A man in Seoul, South Korea, watches a TV screen on Saturday showing file footage of a North Korean missile launch.

North Korea conducted a missile launch over Japan early Tuesday morning, further ratcheting up tensions in the region.

The incident was announced by South Korean officials who say the missile was launched from Sunan, near North Korea's capital, Pyongyang. Japanese officials say the projectile flew over the northern Japanese island of Hokkaido and landed in the Pacific Ocean.

Pentagon spokesman Col. Rob Manning confirmed the news in a brief email. He said American officials are still assessing the launch and that North American Aerospace Defense Command "determined the missile launch did not pose a threat to North America."

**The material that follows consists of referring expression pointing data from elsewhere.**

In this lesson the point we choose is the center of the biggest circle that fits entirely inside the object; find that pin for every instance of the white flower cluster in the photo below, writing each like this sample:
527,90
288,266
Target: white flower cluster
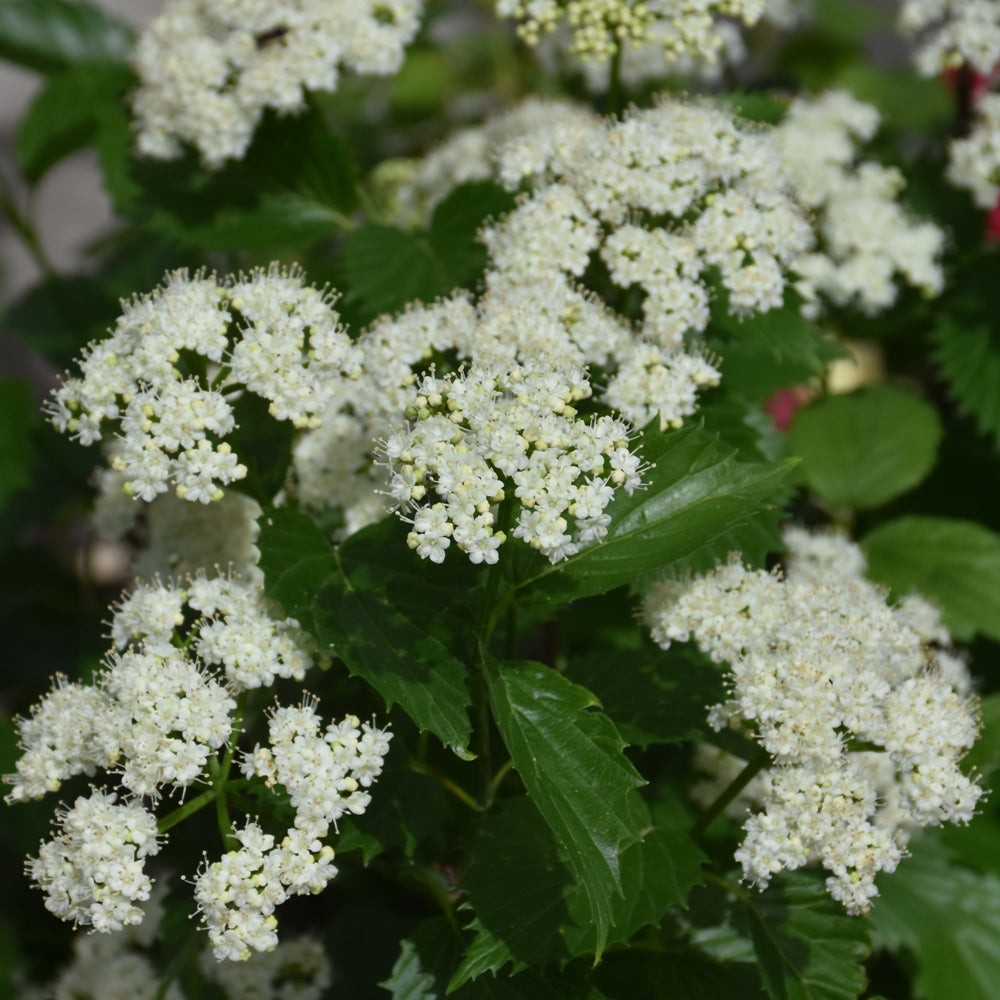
179,358
322,772
92,872
864,715
114,966
866,237
208,69
297,969
600,28
157,712
494,429
974,160
952,33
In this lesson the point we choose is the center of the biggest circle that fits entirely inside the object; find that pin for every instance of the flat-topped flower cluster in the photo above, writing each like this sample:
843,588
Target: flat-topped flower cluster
864,713
953,33
210,68
160,712
494,430
600,28
179,358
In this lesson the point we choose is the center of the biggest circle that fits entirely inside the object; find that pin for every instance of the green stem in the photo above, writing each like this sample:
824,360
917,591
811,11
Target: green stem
181,813
457,790
749,772
221,779
491,607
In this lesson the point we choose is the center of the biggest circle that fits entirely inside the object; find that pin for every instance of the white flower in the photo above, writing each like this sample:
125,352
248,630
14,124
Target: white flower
495,429
92,872
818,661
974,161
208,69
266,332
866,238
953,33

Japanese Prime Minister Shinzo Abe told reporters that his government was "aware of the movement of the missile immediately after the launch and had everything in order to protect the lives of our people."

Abe also said:

"The reckless act of firing a missile over our nation is an unprecedented, grave and critical threat and it is an act that significantly diminishes the region's peace and security, and we have lodged a firm protest.

"We have also requested an emergency meeting of the UN Security Council. We will work closely will other countries to intensify pressure on North Korea."

The launch marks the second time in four days that North Korea has tested its missiles. Three short-range missiles were launched on Saturday.

The New York Times reports that this is the first time a North Korean missile was launched over Japan since 2009. Pyongyang had also launched projectiles over Japan in 1998. Both times North Korea said the projectiles were carrying satellites.

Preliminary reports said North Korea had launched three missiles in the most recent round. But it was later determined that only one projectile was launched and that it broke up into three parts. There were no reports of any damage, according to the Japanese broadcaster NHK.